Universal Healthcare
It's Free for Everyone
Dr. Zimmerman Robert, not really free, 95% of taxpayers would pay a 3% tax increase, but nothing more for all their health care needs except cosmetic plastic surgery. That includes prescriptions, vision, long term care, mental health care, including addiction treatment (a boon for our society), by the care provider of your choice if they are state licensed. A bargain.

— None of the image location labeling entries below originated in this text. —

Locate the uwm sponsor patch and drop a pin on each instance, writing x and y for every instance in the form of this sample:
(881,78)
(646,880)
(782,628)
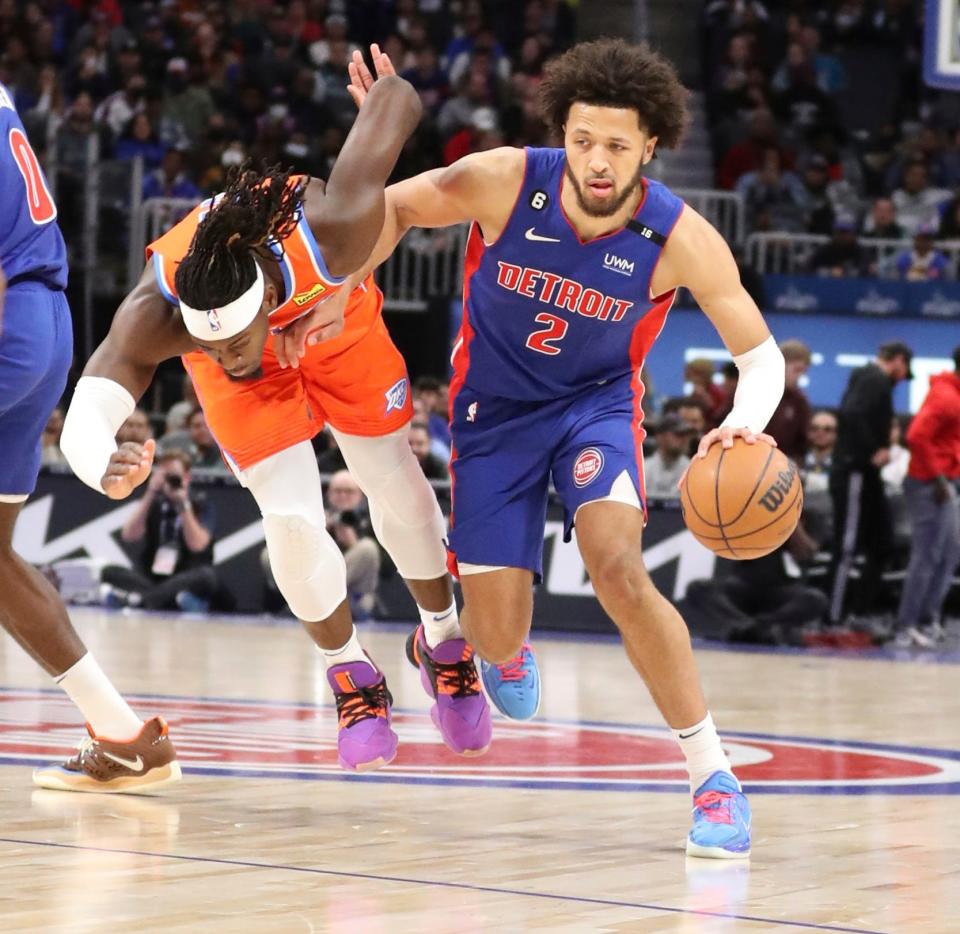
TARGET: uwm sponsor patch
(299,741)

But what do we get? We get our lawmakers forcing us to pay insurers to continue to get rich off us. Go see SiCKO. And then throw out these lawmakers who are refusing to do right by us. As far as I'm concerned, there are only 78 Representatives in Congress who should be reelected in 2008. If someone ran against Peter DeFazio on a platform supporting HR 676 I would vote for that person. Any Congressperson who continues to support the health care insurance industry is aiding and abetting criminals.
We are Prey, get over it.
I've been trying to figure out the details of Ron Wyden's insurance plan. As far as I can tell, it makes no effort to curb costs, leaving that up to the market. Republicans are signing on to it, which is not reassuring.

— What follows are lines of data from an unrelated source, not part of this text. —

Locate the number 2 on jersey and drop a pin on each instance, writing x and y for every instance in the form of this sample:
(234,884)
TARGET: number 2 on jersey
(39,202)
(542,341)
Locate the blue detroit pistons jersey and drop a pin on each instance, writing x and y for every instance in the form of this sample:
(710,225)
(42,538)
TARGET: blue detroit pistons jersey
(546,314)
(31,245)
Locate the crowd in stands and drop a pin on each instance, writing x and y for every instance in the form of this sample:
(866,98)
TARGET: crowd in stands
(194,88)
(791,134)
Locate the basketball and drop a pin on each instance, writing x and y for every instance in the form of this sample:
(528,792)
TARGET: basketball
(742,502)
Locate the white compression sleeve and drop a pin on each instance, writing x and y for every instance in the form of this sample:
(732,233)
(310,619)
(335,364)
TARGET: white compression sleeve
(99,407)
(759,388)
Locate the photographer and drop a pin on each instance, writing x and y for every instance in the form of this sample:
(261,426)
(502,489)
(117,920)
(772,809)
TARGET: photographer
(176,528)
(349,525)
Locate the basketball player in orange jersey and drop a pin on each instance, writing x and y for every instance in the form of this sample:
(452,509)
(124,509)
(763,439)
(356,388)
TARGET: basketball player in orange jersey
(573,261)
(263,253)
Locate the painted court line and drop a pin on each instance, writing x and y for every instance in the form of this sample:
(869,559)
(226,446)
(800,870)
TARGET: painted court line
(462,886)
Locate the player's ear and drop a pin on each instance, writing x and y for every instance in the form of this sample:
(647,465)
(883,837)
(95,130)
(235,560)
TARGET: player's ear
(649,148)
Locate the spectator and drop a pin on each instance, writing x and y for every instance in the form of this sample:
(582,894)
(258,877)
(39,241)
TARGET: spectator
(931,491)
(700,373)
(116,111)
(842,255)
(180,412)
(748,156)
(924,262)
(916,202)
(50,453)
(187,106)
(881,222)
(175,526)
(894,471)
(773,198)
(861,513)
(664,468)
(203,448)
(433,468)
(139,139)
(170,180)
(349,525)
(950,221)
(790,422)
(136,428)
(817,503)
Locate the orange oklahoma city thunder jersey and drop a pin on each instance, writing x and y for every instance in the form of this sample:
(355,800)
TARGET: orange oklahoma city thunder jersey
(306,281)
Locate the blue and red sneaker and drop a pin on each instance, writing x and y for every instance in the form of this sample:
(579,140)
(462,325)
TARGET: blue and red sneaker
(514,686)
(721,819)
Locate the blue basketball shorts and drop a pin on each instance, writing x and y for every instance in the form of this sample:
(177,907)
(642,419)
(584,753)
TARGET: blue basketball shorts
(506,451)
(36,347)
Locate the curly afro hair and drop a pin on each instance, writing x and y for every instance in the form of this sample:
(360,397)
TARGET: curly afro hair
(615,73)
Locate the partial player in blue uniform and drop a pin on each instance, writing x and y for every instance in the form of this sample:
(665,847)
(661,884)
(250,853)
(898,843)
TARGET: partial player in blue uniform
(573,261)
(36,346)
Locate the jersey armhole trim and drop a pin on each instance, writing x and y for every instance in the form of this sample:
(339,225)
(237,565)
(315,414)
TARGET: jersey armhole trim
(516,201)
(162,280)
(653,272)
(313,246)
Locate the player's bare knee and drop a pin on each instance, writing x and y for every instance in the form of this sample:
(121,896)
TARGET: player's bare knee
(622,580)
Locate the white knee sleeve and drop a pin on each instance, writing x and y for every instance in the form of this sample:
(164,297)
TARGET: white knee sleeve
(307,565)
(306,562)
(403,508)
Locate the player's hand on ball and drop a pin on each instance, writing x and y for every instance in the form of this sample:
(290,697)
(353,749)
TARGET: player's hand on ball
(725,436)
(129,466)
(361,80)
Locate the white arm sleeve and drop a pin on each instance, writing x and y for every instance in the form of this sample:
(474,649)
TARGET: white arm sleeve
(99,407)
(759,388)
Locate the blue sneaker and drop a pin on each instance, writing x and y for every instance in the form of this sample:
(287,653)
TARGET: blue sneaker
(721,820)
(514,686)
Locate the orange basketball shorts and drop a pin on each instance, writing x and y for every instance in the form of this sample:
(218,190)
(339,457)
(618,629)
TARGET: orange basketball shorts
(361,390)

It comes with deductibles, copays, premiums, and limits such as 10 spinal manipulations a year. It is estimated to save the average person $22 a year over current plan costs (some more and some less). Whoopdeedo. It is mandatory but not available for people who qualify for Medicare. People also must choose as a primary care provider a physician or internist (what's the difference? - they're both MDs and my primary care provider is a naturopath, not included). Personally I think his plan sucks. He also presupposes that people making under $10,000/year are paying $1,300 annually in health care costs. Hell, they don't even have enough money for food, and some of them are on Medicaid anyway . It doesn't account for the fact that bringing in the uninsured will increase health care expenses because they will arrive with untreated conditions. It also somehow leaves about 1 1/2% of the population uncovered - no explanation for that. That's about 3.5 million people. I guess, not worth fussing about by Wyden. The bill itself is extremely difficult to figure out, but the Lewin Group does some breakdowns that help. But there is much that is still unclear, such as, it covers "routine" dental work, whatever that means. It also ominously talks about being able to "upgrade" the plan at people's own expense. Why should we have to want to? I'm deeply offended about a mandatory plan that tells us what we can and cannot have - talk about socialized medicine, corporate style! Give me the Conyers-Kucinich single payer system!
Another point about the Wyden plan is that while it subsidizes premiums for people below the federal poverty line and on a sliding scale up to 400% above, it doesn't offer to subsidize the deductibles and copays which are substantial for the lower income people, including paying the first $4000 for catastrophic illnesses.